Final Thought – Entertaining and adrenaline filled, but never proves to be as creative or emotional as Hunger Games.

Grade B-

By: Dustin Chase

In Chicago, after unspecified wars, the populace is divided into five factions:  Erudite (intelligent), Dauntless (fighters, defenders), Abnegation (selfless, food growers, governors), Candor (truth tellers), and Amity (the peaceful).  At a certain age, young people are given a test to see what type they are, although they are told they are free to choose any one they want.  The hooker is, that if they don’t succeed in that group, they may not go back to their family’s group; they are considered factionless, which is not a good thing.  Another problem comes up when a person isn’t a perfect fit with any group, they are Divergent, and cast out.

 The heroine of this story, Beatrice or Tris (Shailene Woodley), comes from an Abnegation home, but tests as a Divergent, which she is advised to hide, and simply choose a faction on her own.  She chooses Dauntless, and for an unexplained reason, her twin brother Caleb (Ansel Ergort) chooses Erudite.  The Dauntless initiates go into a very stiff training program—actually, rather sadistic—to weed out those who don’t really belong.  At first, it looks like Tris will be one of those—she is slender without much muscle—but her grit and willingness to take risks and do extra training makes you think she might make it.  She does receive some tips from one of the trainers named Four (Theo James), who also provides moral support.

 As in all organizations, political intrigue to assume power raises its ugly head, and the chief of the Erudite faction, played by Kate Winslet, is ready to stage a coup and oust the Abnegation faction.  They have conceived of a sinister plan that involves scandal mongering against the governors as well as finding a way to get the Dauntless to fight for them.  Of course, this puts Tris in the middle, and she and Four—who have formed a partnership—have to figure a way out.

 Woodley plays the part of the kick-ass heroine extremely well, and she and James have the chemistry and fine acting talent to pull off leadership and a convincing partnership.  It’s kind of fun to see Woodley and her previous costar in The Spectacular Now, Miles Teller, play completely different roles, and to see her get the last laugh.  I think Kate Winslet, always a fine actress, is miscast—not icy enough and too gentle in her demeanor.  Her character should make the viewer’s skin crawl.

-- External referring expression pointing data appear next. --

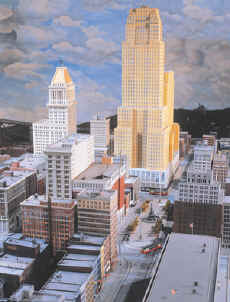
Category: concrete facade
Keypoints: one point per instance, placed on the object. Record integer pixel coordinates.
(146, 134)
(61, 121)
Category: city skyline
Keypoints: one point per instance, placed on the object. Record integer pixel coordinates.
(87, 36)
(146, 134)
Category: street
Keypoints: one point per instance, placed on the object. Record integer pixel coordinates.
(132, 266)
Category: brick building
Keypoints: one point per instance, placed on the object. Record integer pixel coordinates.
(99, 177)
(97, 215)
(220, 167)
(205, 217)
(36, 218)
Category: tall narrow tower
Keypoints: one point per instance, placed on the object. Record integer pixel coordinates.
(146, 133)
(61, 110)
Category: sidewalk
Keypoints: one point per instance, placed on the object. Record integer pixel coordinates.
(132, 265)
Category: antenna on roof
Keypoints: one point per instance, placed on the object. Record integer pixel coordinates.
(61, 62)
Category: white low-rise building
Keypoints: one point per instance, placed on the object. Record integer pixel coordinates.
(62, 112)
(66, 160)
(100, 129)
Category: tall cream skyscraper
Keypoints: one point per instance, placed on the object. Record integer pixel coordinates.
(61, 110)
(146, 133)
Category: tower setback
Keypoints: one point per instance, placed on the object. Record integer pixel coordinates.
(146, 133)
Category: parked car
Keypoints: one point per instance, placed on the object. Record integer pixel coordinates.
(132, 203)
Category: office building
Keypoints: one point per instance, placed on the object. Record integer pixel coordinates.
(198, 218)
(66, 160)
(146, 133)
(199, 202)
(23, 260)
(203, 157)
(12, 193)
(220, 167)
(61, 120)
(37, 164)
(38, 220)
(210, 140)
(100, 129)
(185, 143)
(226, 223)
(97, 215)
(100, 177)
(193, 263)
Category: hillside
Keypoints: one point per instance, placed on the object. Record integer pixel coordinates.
(197, 121)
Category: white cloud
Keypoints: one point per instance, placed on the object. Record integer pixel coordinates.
(21, 71)
(42, 8)
(23, 114)
(35, 35)
(66, 46)
(11, 55)
(67, 21)
(101, 46)
(5, 13)
(99, 5)
(31, 84)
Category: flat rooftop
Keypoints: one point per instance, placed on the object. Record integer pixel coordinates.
(67, 142)
(7, 181)
(20, 240)
(14, 265)
(68, 296)
(87, 238)
(66, 283)
(84, 247)
(80, 257)
(182, 264)
(40, 200)
(222, 291)
(98, 172)
(37, 296)
(131, 180)
(104, 195)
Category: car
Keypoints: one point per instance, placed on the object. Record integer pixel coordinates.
(132, 203)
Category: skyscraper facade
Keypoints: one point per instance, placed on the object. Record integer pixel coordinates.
(146, 134)
(61, 110)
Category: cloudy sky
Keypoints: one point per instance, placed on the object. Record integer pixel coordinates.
(87, 34)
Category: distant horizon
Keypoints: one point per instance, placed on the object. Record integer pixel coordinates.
(87, 36)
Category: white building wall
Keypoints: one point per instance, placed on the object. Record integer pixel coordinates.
(100, 129)
(61, 120)
(66, 160)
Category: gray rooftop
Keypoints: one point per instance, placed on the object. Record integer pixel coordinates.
(20, 240)
(87, 238)
(80, 257)
(84, 247)
(105, 195)
(67, 143)
(182, 264)
(96, 170)
(222, 292)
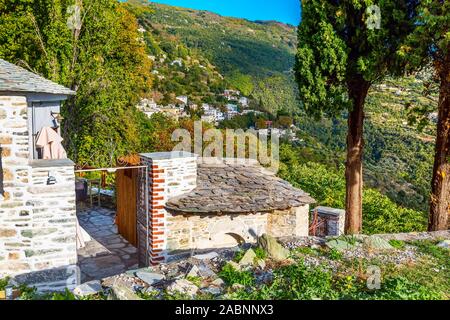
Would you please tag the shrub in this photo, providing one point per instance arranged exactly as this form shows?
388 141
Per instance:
260 253
327 186
231 276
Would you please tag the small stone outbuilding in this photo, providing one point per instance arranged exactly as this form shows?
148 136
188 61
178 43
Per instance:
204 203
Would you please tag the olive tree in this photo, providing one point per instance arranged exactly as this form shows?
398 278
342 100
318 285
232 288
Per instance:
345 46
430 42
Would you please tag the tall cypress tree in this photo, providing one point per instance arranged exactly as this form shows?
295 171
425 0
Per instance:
344 46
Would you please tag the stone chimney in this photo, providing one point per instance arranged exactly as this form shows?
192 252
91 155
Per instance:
170 174
331 221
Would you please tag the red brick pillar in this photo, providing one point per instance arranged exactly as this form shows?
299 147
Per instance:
170 174
157 223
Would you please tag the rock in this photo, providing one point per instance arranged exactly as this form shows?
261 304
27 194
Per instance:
376 243
218 283
151 291
248 258
120 291
150 277
339 245
183 286
237 287
205 271
444 244
236 266
265 277
206 256
88 288
273 248
193 272
215 291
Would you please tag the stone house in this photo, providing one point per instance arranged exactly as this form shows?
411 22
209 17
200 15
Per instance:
204 203
183 204
37 197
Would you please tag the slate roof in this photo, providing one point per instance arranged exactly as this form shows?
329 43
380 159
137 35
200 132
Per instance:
235 187
17 79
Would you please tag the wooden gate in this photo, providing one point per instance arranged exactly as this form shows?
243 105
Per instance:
126 197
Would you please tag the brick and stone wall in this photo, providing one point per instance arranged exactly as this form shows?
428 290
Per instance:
173 234
330 221
37 220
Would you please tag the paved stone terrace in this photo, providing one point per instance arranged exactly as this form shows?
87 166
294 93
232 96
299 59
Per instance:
108 253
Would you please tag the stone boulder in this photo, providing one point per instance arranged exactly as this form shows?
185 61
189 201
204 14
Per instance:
444 244
273 248
248 258
206 256
121 291
88 289
376 243
339 245
150 278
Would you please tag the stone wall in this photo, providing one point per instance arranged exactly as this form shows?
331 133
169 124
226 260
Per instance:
186 232
174 234
331 221
37 221
292 222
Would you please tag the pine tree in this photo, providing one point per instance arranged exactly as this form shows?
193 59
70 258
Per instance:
343 48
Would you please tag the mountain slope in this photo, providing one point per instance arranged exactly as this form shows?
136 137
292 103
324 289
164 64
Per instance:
254 57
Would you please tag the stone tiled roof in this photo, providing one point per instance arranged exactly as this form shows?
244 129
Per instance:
17 79
236 187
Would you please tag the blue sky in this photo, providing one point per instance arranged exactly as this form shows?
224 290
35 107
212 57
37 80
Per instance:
287 11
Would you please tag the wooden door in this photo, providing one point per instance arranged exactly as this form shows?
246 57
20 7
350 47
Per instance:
126 196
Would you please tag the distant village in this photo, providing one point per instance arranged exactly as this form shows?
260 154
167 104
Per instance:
211 114
237 105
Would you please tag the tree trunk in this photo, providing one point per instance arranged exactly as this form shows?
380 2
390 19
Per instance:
353 167
440 185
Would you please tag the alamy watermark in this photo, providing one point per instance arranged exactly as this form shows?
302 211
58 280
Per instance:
373 20
248 145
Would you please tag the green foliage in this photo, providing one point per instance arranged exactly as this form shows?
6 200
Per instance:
105 62
238 255
334 254
336 48
260 253
3 283
399 288
398 244
327 186
442 255
242 82
231 276
195 280
254 58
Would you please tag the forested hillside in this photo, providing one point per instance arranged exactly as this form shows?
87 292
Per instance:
255 57
170 51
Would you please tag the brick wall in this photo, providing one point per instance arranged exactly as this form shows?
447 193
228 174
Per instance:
37 221
171 174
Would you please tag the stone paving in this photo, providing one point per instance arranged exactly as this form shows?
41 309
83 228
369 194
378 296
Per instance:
107 253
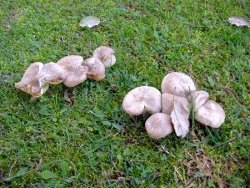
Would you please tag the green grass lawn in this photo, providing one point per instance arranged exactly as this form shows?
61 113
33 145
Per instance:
94 143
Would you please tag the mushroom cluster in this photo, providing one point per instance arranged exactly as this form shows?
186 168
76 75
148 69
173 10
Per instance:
71 70
171 109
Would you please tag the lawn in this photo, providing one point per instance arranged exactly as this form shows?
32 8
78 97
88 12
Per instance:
49 143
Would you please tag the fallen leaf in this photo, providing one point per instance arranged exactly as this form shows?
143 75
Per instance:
46 174
238 21
90 21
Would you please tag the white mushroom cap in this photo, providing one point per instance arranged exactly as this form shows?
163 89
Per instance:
180 119
52 73
159 126
30 82
76 73
96 69
142 99
106 55
198 98
167 101
177 83
211 114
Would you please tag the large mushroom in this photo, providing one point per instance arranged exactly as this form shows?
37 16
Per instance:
52 73
76 73
142 99
158 126
30 82
198 98
167 101
210 114
96 69
106 55
178 84
178 108
180 117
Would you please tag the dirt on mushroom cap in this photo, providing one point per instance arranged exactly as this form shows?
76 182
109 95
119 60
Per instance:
158 126
141 99
178 84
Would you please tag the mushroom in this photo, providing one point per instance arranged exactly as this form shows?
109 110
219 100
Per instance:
30 82
177 83
180 118
210 114
159 126
167 101
142 99
96 70
178 109
106 55
52 73
198 98
75 72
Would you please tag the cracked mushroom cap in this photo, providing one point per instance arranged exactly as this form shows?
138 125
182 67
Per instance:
158 126
180 118
167 101
198 98
106 55
52 73
211 114
177 83
30 83
142 99
75 72
96 69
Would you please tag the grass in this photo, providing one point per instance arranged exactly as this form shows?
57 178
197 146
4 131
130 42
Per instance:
94 143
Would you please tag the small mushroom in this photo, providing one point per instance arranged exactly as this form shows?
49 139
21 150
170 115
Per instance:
180 116
198 98
167 101
142 99
211 114
30 82
178 84
96 70
106 55
75 72
159 126
52 73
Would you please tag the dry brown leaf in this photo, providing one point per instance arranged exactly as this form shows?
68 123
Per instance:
90 21
238 21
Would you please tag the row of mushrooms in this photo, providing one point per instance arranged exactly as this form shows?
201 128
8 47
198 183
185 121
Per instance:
172 108
70 70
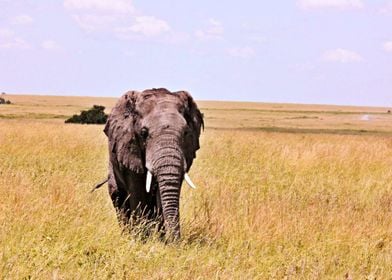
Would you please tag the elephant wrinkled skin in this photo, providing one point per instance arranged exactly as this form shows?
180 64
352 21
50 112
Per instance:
152 132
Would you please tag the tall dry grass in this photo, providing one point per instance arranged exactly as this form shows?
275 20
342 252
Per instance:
268 206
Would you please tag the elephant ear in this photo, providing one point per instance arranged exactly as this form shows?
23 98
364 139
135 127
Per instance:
120 129
195 122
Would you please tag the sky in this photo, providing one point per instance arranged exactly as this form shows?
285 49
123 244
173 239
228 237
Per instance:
292 51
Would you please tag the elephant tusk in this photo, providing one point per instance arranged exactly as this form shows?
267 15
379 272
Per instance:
189 181
148 181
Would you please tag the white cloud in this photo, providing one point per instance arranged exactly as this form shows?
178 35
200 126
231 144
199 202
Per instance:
8 40
213 31
342 56
387 9
242 52
93 22
105 6
50 45
149 26
333 4
388 46
22 20
118 18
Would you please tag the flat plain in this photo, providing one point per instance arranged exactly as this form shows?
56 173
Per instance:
285 191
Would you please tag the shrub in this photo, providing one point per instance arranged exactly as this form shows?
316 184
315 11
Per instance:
95 115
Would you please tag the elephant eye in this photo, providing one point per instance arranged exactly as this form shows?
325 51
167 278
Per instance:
144 133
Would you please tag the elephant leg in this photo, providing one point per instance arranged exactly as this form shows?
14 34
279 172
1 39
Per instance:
119 200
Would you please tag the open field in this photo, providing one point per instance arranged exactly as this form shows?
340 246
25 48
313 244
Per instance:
284 192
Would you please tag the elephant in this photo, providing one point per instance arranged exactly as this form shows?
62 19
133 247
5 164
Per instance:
153 137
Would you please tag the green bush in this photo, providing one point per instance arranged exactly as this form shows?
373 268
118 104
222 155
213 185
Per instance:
95 115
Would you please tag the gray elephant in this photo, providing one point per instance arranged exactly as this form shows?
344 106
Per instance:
153 138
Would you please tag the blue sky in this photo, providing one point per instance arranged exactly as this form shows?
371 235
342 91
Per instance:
304 51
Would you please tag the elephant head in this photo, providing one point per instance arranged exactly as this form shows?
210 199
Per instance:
153 138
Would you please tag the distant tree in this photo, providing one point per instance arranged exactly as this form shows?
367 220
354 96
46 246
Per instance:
3 101
95 115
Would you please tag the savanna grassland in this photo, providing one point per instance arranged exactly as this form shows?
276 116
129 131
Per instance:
284 192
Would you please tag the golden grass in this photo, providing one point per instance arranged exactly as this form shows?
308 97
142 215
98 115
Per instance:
270 205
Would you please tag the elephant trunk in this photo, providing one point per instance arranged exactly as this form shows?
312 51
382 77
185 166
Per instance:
169 171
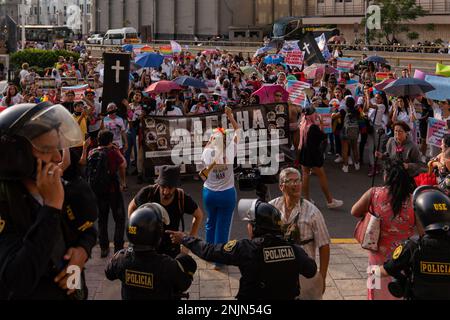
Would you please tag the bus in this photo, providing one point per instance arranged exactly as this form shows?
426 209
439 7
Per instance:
292 28
48 34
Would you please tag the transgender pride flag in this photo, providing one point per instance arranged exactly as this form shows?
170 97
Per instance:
345 64
296 91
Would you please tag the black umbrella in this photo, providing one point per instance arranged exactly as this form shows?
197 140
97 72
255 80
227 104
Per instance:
409 87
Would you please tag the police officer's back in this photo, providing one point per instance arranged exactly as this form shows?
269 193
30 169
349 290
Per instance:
421 266
269 265
145 274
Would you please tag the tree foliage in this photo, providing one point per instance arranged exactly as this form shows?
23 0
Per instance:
395 14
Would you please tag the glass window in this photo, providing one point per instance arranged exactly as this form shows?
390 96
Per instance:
281 9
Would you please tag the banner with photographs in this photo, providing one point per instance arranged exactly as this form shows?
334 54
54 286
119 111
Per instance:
263 139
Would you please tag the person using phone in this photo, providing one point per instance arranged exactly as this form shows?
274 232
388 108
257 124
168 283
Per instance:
39 239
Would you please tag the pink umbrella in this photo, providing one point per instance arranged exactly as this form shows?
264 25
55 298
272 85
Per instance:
316 71
266 94
163 87
210 52
383 84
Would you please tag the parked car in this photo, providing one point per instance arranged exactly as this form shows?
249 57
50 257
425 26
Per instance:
95 39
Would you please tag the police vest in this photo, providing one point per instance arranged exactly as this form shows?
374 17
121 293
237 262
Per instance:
279 273
431 269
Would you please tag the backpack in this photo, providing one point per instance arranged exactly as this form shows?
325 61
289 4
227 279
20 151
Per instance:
351 127
98 173
180 195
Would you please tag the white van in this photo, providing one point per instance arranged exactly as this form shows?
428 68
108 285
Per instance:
121 36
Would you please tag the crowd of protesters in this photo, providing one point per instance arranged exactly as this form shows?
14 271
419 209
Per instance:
367 125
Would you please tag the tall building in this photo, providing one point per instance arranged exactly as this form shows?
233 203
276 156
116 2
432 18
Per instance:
59 12
187 19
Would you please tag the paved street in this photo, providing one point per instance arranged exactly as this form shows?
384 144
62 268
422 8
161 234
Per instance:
347 272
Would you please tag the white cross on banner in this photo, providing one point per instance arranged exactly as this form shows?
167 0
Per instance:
306 47
118 68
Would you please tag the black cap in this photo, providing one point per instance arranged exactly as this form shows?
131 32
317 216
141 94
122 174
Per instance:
169 176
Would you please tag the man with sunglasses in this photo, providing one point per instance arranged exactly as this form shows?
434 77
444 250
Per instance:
303 224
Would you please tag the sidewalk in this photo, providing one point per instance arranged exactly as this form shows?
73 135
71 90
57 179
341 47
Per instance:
346 277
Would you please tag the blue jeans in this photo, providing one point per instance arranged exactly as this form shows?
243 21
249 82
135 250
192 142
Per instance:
219 206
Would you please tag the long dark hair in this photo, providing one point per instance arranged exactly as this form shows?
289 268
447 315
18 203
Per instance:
401 185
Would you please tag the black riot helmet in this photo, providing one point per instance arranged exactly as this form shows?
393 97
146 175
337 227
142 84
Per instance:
22 127
432 206
146 226
265 218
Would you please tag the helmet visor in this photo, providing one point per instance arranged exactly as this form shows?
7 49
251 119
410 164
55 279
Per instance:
52 128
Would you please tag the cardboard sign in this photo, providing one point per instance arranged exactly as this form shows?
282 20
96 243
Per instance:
46 83
181 140
436 131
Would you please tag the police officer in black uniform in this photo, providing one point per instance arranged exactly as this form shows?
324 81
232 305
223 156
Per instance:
421 266
269 265
44 227
146 274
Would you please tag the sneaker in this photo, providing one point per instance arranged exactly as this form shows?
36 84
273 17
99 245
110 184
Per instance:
104 252
335 204
339 160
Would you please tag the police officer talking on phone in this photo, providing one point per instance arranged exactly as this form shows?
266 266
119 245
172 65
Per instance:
421 266
42 232
269 265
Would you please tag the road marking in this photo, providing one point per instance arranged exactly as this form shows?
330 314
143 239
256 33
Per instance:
344 241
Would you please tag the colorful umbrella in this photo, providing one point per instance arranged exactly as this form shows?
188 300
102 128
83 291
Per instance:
163 86
409 87
190 82
380 86
316 71
210 52
266 93
274 59
376 59
150 60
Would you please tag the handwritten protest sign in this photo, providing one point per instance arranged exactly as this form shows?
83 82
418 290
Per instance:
436 131
264 138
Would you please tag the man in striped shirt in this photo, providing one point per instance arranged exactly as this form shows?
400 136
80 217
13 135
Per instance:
304 224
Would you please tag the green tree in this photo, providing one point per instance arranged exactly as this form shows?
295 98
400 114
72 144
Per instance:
395 14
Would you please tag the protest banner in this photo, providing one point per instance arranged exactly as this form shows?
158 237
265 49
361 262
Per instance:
345 64
294 58
436 131
264 138
322 44
46 83
79 91
325 114
296 92
69 82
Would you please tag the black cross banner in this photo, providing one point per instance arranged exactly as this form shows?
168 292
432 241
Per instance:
116 79
312 52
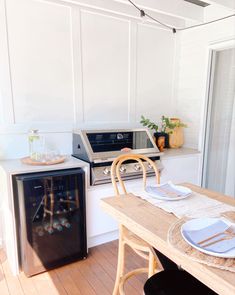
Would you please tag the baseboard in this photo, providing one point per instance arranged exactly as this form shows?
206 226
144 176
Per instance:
103 238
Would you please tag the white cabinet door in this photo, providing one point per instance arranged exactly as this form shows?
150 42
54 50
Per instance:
182 169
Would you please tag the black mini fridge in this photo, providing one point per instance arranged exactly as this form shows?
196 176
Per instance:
50 218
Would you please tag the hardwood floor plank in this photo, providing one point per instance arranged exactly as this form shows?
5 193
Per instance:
13 282
48 283
93 276
109 261
64 276
86 270
3 284
27 284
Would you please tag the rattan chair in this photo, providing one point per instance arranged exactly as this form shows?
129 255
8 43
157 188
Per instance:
126 237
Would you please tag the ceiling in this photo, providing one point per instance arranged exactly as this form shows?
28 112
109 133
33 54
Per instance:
176 13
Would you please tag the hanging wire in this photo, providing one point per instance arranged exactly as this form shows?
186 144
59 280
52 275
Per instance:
174 30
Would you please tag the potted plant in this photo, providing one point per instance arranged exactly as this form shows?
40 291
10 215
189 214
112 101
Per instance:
160 133
169 134
176 135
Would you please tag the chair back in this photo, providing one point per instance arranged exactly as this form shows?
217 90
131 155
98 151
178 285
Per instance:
116 174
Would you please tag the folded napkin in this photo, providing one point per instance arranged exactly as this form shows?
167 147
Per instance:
167 190
195 236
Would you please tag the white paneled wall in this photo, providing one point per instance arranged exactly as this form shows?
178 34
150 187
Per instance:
192 75
106 67
64 66
155 57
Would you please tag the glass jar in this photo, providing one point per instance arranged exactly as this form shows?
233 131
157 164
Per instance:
36 145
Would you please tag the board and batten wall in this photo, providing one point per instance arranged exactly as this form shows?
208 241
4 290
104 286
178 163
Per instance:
191 83
64 66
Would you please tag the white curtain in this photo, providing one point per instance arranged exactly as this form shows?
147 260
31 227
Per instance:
219 173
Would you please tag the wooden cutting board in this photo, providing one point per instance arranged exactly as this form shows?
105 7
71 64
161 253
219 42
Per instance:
29 161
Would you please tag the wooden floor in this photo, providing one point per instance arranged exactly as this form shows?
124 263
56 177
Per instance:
95 275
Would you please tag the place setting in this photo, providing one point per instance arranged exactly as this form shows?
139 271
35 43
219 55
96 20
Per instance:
209 241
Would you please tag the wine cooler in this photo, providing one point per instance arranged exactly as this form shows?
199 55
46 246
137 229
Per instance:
50 217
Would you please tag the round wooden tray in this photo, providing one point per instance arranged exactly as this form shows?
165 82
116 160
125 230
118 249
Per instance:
29 161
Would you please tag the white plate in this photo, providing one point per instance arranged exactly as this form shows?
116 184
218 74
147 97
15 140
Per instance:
180 188
200 223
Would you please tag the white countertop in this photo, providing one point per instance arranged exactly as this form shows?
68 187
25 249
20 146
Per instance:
180 152
15 166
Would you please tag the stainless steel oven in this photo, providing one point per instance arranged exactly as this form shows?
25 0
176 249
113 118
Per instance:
100 147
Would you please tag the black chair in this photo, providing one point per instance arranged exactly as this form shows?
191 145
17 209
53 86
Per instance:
172 281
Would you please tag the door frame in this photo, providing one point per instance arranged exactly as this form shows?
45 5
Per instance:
213 49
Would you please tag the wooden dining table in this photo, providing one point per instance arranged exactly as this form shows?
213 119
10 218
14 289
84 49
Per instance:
152 224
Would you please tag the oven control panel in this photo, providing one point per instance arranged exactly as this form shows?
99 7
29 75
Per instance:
101 175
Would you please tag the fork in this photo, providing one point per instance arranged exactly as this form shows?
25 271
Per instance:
229 231
219 240
170 193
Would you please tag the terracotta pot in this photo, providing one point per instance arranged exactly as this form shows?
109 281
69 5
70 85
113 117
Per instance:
162 140
176 138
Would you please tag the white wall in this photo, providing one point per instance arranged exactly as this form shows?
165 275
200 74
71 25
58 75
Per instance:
64 66
192 74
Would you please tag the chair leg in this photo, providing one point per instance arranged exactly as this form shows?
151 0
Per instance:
152 264
121 259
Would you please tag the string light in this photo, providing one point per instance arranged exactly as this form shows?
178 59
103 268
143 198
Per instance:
174 30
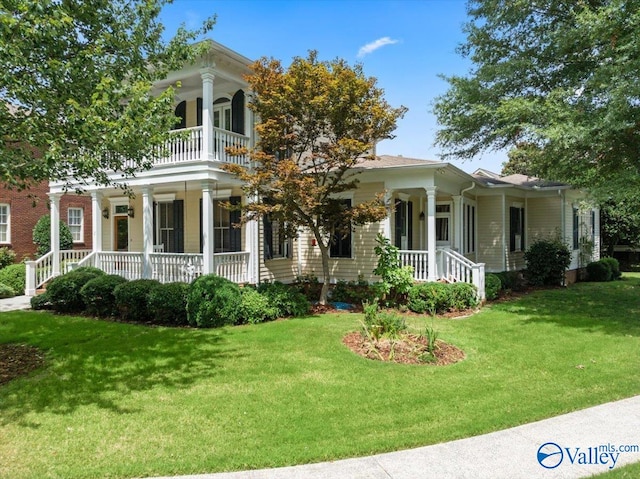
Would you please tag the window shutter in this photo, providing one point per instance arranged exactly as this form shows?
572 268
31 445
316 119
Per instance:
178 225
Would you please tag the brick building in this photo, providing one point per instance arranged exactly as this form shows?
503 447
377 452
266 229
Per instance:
20 211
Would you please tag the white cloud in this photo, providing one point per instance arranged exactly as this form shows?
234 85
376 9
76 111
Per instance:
373 46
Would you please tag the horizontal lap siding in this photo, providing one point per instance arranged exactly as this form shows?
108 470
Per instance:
490 246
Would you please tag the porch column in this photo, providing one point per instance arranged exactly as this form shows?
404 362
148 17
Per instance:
96 221
386 223
54 200
208 220
457 223
147 231
207 110
431 233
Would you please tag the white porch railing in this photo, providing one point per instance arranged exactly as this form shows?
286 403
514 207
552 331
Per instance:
450 266
173 267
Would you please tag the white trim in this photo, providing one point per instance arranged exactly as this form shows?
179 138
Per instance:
81 225
7 239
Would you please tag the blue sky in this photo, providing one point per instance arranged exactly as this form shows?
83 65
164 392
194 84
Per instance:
405 44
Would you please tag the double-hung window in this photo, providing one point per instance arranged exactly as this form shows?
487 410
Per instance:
75 220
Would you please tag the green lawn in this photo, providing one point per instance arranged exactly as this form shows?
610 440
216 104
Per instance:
118 400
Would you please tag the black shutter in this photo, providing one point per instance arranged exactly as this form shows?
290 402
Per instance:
181 115
237 112
178 225
410 225
235 234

 This film has been compared unfavorably with The Hunger Games, which I think is a bit unfair.  Divergent is just as entertaining—though perhaps not quite as lavish—makes some political statements, and has a much more active and assertive heroine.  (Katniss was much more powerful in the first book, and more docile and dependent in the second; although, granted, it has been suggested she was suffering from PTSD).  I prefer the storyline in Divergent over the Hunger Games’ feature of having children killing children.  That a society would be divided into functions like Divergent is more appealing to me, and including a political element of one group willing to go to war to gain power is reflective of our real world.  Divergent also has an underlying theme of adolescents developing an identity and the need to separate from their parents.  Likewise appealing is the message that humans do not fit neatly into proscribed groups, and that discriminating against those who belong to more than one is senseless.  

 A treat to see Shailene Woodley, Theo James, and Miles Teller in fine action roles.